I stopped because there was a ball of sadness growing within me. She could have poked holes in everything I said. On acid, I had seen and touched things that weren’t really there. If I was mistaken then, why couldn’t I be seeing things now? She did look like a ghost. I thought these things while I was pointing out the words. I wasn’t doubting my own sanity … or her realness. But if she started trying to argue, I wasn’t sure that I could make her see that, while there are many realities, you got to be in the reality that you find yourself in and live like it is the only thing going. I wished I was like Moe who believed that this flesh and blood world was all there is … there ain’t no more … you better grab it while you can. It would have been easier to pull Suzy into this world if I was like Moe. Why couldn’t I be? I was sweating like a doctor delivering a baby, hoping it wouldn’t be a still birth. I couldn’t talk anymore because of the ball inside of me. I just sat there, looking at her.
“What is wrong?” Suzy asked, looking puzzled. “Why are you sad?”
“I need you here and you are going. Please don’t go.
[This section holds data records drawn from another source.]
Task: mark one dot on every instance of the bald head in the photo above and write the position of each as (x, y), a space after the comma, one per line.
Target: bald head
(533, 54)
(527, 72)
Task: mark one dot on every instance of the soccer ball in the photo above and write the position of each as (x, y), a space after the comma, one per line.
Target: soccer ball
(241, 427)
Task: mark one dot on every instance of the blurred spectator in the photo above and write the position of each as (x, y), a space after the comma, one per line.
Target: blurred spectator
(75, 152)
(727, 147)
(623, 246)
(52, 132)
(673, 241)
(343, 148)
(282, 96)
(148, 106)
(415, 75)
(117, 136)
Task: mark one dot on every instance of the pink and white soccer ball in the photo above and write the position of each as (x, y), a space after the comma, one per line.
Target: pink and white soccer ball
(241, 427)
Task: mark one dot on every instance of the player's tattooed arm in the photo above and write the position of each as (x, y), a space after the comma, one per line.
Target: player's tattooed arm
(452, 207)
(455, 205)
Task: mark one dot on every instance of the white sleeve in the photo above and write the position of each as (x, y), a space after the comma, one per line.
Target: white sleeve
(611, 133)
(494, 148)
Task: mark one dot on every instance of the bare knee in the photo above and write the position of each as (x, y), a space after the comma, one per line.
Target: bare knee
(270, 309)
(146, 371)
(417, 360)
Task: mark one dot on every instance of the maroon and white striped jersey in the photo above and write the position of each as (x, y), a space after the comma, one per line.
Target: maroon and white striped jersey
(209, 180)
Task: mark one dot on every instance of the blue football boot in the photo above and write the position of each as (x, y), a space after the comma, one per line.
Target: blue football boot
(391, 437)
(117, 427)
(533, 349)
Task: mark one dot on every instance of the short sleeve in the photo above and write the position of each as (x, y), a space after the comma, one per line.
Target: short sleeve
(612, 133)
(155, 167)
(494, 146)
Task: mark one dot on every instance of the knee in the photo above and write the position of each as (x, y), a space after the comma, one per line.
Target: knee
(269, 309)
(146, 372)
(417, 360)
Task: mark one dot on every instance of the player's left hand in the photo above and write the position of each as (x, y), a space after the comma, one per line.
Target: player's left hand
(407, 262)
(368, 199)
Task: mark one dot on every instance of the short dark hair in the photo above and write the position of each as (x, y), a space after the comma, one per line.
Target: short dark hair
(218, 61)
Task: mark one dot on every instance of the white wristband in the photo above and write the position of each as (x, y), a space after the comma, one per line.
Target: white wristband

Don’t shatter. Try this world a couple of months more … for me.”
“I can’t promise anything. I might shatter at any second. There is so much pain here. But I want to be with you. I have to go when the voices tell me. But I will come here when I can.”
“And if you feel like shattering, come here to talk to me. Promise?”
“I can’t promise. I think I can … but I can’t promise.”
“I wish I could stay here in D.C. longer,” I said.
“Aren’t you staying here?” Suzy looked a little surprised and a little frightened.
“I’m just visiting over the vacation. I go to college in California and got to go back next Sunday to go back to school. You would like it out there … it’s warm and sunny. I have an apartment with my brother …”
“I wish you could stay,” Suzy said.
After that, Suzy started sleeping overnight on the car seats when she came to the store. I soon learned that she didn’t have any concept of time, except when the voices told her to be at a place at an exact time. She didn’t come back for three days after her last visit. But she thought she had been in only yesterday. She couldn’t remember what she did during the three days. She just walked after she had left to a room where she had slept. When she woke up, she came right back to the shop. So I must be mistaken. Each time she came, Suzy was more open and happier … not happy … but the smile stayed on longer.
The Suzies don't have an easy life in this world. But Frank made it better for a few days.
Sometimes we're angels for someone. And we usually don't know it, at least till later.